In a Stew Over Inversions
17th August 2014
George Will speaks for common sense.
Progressives say corporations using inversions are unpatriotic, which is amusing. When the Supreme Court’s Citizens United decision stipulated that Americans do not forfeit their First Amendment right to political advocacy when they act together through corporations (including, and especially, incorporated nonprofit advocacy groups), progressives ridiculed the idea that corporations should be treated as people. Now, progressives charge that corporations resorting to inversion are not behaving like patriotic people.
Hypocrisy is the sine qua non talent for Democrats.
A publicly held corporation’s responsibility is to its shareholders; its fiduciary duty is to maximize the value of their holdings. If businesses supposedly have other responsibilities, who decides what they are? Presumably politicians such as Sen. Dick Durbin, the Illinois Democrat, who must have learned economics from the nursery story “Rumpelstiltskin.”
A truth that politicians feel free to ignore.
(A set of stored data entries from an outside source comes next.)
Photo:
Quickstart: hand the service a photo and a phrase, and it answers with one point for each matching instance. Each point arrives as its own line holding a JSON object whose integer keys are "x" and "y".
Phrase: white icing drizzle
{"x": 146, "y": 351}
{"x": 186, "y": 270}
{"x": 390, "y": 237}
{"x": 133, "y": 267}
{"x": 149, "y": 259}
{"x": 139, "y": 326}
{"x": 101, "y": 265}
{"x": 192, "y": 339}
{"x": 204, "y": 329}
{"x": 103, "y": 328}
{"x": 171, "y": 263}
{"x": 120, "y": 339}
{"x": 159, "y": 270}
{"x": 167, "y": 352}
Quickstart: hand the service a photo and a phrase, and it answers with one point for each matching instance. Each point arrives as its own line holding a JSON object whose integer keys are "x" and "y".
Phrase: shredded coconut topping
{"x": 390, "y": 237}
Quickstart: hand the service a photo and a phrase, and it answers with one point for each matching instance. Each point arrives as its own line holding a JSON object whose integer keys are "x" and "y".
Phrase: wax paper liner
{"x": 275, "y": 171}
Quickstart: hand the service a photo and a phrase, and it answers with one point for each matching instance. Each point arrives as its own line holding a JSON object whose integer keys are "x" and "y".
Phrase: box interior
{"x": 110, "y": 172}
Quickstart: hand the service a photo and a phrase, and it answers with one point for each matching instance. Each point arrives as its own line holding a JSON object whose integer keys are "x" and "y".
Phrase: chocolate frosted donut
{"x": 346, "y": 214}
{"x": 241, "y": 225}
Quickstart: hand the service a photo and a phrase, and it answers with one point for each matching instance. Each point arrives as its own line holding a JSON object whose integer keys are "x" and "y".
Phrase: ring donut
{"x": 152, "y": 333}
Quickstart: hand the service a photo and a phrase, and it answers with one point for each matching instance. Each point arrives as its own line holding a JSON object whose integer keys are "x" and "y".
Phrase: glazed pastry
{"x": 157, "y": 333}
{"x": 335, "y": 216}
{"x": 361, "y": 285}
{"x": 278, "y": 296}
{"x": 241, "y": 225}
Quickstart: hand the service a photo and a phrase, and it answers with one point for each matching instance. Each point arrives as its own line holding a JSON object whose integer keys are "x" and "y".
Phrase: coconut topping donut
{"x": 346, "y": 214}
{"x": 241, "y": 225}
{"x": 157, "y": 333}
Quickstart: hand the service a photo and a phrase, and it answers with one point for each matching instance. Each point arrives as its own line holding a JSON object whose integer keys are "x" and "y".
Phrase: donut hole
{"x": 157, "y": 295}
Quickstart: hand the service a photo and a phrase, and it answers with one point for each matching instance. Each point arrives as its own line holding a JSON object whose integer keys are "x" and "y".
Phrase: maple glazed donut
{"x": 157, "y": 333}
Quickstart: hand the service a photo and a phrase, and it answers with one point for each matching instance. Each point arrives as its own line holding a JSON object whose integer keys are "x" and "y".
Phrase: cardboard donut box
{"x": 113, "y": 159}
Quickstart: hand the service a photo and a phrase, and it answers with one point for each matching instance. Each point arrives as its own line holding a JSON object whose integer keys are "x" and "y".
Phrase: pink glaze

This is the progressive premise in action: Because government provides infrastructure (roads, etc.) affecting everyone, and because government-dispensed money flows everywhere, everything is beholden to the government, and more or less belongs to the government, and should be subordinated to its preferences, which always are for more control of the nation’s wealth. Walgreens retreated, costing its shareholders, employees and customers billions.